With Congress out of session this week, credit union trade groups are urging members to get in touch with legislators before they head back to Washington.
“It’s a great time for credit union executives and credit union members to engage with their members of Congress because they are in the district and can speak locally about the issues at hand,” said Eli Joseph, deputy chief advocacy officer at the Credit Union National Association.
Credit union advocates have two weeks to press their case before lawmakers return to Capitol Hill on April 9.
“This is one of the longer recess periods for the year for congressional recess, and the number of pertinent issues that are percolating in Congress is substantial,” said Brad Thaler, vice president of legislative affairs at the National Association of Federally-Insured Credit Unions.
Recent lobbying efforts have focused on the a regulatory relief bill that passed the Senate earlier this month but has yet to make it to a vote in the House. Last week Congress was tied up with drafting and passing a $1.3 trillion omnibus bill that the president signed Friday.
“We are hopeful that the House can continue the effort that the Senate has moved forward,” CUNA’s Joseph said. “There are a number of House support provisions within S. 2155. We are also excited to see a couple of Chairman [Jeb] Hensarling’s priorities included in the omnibus.”

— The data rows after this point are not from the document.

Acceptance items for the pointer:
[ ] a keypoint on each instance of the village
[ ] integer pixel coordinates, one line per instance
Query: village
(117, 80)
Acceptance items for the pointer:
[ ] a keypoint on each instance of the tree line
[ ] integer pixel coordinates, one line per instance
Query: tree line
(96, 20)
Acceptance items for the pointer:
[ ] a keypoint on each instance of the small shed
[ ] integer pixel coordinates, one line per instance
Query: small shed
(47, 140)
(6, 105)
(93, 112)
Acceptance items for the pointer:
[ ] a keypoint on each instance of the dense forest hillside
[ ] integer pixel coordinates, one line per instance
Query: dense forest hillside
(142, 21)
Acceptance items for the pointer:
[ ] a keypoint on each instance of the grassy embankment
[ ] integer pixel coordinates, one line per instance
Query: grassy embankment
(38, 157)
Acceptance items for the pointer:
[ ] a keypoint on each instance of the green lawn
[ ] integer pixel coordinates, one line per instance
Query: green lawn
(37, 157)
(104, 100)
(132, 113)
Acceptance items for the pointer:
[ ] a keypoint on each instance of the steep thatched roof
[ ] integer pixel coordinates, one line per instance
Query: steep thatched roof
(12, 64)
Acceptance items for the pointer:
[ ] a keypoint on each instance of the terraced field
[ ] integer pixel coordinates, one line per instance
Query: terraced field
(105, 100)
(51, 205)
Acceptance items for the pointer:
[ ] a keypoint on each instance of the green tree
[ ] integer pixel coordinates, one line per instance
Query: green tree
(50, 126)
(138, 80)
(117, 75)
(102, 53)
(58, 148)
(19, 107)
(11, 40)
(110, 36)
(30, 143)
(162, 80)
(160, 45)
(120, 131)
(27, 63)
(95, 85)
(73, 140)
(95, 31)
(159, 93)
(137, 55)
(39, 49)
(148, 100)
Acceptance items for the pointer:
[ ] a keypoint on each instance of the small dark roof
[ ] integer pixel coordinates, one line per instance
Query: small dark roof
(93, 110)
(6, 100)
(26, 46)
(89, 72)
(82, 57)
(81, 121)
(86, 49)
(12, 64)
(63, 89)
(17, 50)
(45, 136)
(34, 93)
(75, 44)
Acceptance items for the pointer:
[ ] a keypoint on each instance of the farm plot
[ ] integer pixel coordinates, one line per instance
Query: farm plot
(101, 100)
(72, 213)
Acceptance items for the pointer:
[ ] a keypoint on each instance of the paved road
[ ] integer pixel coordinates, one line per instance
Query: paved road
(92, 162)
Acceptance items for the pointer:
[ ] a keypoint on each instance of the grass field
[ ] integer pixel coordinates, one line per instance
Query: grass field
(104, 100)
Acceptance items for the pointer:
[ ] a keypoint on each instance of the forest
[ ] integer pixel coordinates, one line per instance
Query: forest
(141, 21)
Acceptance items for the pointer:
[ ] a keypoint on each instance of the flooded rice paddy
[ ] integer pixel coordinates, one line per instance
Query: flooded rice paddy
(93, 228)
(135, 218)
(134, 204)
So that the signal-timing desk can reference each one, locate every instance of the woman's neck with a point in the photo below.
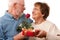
(40, 20)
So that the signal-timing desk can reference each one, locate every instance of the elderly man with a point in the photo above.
(10, 21)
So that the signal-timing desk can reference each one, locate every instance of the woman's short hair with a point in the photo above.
(44, 8)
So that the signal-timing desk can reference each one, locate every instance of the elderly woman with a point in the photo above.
(48, 30)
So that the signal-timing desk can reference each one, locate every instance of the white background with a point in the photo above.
(54, 9)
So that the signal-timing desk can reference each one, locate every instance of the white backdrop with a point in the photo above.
(54, 9)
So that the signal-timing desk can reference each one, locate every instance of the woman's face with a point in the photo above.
(36, 13)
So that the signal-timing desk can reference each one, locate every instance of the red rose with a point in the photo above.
(27, 15)
(37, 32)
(30, 33)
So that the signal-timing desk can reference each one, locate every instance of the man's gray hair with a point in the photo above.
(11, 2)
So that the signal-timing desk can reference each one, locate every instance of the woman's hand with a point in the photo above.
(19, 36)
(41, 34)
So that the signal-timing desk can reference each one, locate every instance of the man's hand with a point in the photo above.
(41, 34)
(19, 36)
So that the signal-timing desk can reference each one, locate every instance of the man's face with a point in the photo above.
(19, 8)
(36, 13)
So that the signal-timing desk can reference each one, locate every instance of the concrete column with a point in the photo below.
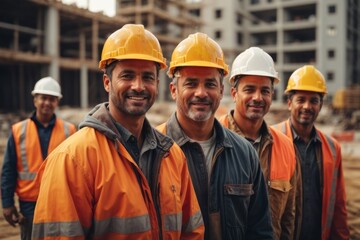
(280, 54)
(83, 72)
(84, 100)
(52, 33)
(163, 84)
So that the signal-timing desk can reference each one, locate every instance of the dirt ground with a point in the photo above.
(160, 112)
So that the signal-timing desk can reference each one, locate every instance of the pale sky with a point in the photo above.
(108, 6)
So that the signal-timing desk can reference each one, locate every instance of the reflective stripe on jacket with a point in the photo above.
(277, 158)
(28, 152)
(334, 214)
(93, 189)
(234, 201)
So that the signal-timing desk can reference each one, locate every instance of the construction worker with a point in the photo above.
(224, 167)
(30, 141)
(324, 214)
(117, 177)
(253, 76)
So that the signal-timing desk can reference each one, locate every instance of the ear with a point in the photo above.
(157, 87)
(289, 103)
(233, 93)
(222, 90)
(172, 90)
(106, 82)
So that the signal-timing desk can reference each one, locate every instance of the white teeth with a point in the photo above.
(137, 98)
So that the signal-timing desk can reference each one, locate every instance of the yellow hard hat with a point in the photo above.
(198, 50)
(307, 78)
(132, 41)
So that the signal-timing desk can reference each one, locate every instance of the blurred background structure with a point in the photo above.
(49, 37)
(64, 39)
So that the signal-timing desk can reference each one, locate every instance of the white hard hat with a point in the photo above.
(47, 86)
(253, 61)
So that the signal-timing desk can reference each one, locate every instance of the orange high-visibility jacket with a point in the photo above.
(278, 161)
(28, 152)
(91, 187)
(334, 214)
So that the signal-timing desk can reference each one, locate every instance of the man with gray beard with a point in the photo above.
(224, 167)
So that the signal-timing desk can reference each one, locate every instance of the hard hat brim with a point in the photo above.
(196, 64)
(45, 92)
(255, 73)
(103, 63)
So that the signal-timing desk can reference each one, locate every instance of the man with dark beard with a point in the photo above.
(119, 178)
(253, 76)
(224, 167)
(324, 214)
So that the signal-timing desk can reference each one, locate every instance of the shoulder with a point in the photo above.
(280, 137)
(328, 139)
(236, 141)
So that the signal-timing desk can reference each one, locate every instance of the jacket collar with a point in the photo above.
(174, 130)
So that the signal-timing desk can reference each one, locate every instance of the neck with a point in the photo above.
(196, 130)
(303, 131)
(249, 127)
(43, 119)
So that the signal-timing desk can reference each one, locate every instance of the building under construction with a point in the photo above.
(48, 38)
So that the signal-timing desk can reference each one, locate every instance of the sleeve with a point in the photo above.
(288, 218)
(339, 227)
(9, 174)
(192, 222)
(259, 219)
(64, 206)
(298, 198)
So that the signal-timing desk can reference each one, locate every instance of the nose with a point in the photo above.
(307, 104)
(200, 91)
(257, 95)
(138, 84)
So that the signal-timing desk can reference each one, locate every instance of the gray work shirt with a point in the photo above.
(312, 193)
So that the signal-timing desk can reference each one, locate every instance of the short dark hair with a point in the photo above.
(109, 69)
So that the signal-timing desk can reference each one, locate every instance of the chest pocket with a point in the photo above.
(278, 196)
(236, 204)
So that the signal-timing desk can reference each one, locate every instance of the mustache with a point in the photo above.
(201, 100)
(133, 93)
(256, 104)
(307, 111)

With the two-week recess getting under way, CUNA has provided member credit unions with online toolkits to better understand how to organize district meetings with lawmakers. NAFCU, meanwhile, is encouraging its members to invite legislators to visit local credit unions or meet with lawmakers in their district offices.
Financial Services Committee moves 99 bills
In the meantime, credit unions saw more regulatory process last week, as the House Financial Services Committee approved eight bills, bringing the total number of bills reported out of the committee this Congress to 99.
The latest bills passed out of committee include:
· The Protecting Veterans Credit Act of 2017, H.R. 2683 (69-0);
· To require the appropriate Federal banking agencies to recognize the exposure-reducing nature of client margin for cleared derivatives, H.R. 4659 (45-15);
· The Volcker Rule Regulatory Harmonization Act, H.R. 4790 (50-10);
· The Ensuring Quality Unbiased Access to Loans Act of 2017, H.R. 4861 (34-26);
· The Public Company Registration Act, H.R. 5051 (34-26);
· The Small Bank Exam Cycle Improvement Act of 2018, H.R. 5076 (60-0);
· The Practice of Law Technical Clarification Act of 2018, H.R. 5082 (35-25); and
· The Derivatives Fairness Act, H.R. 5323 (34-26).
"These eight important measures continue the Committee's efforts to ensure that hardworking Americans have access to credit; to ensure that the regulatory burden does not fall disproportionately on our smaller banks and credit unions; and to make sure that our startup businesses and our entrepreneurs have access to capital while balancing very legitimate concerns for the stability of our financial system," Chairman Hensarling, R-Texas, said in a statement. "I want to congratulate all of our members for their hard work on these important bills."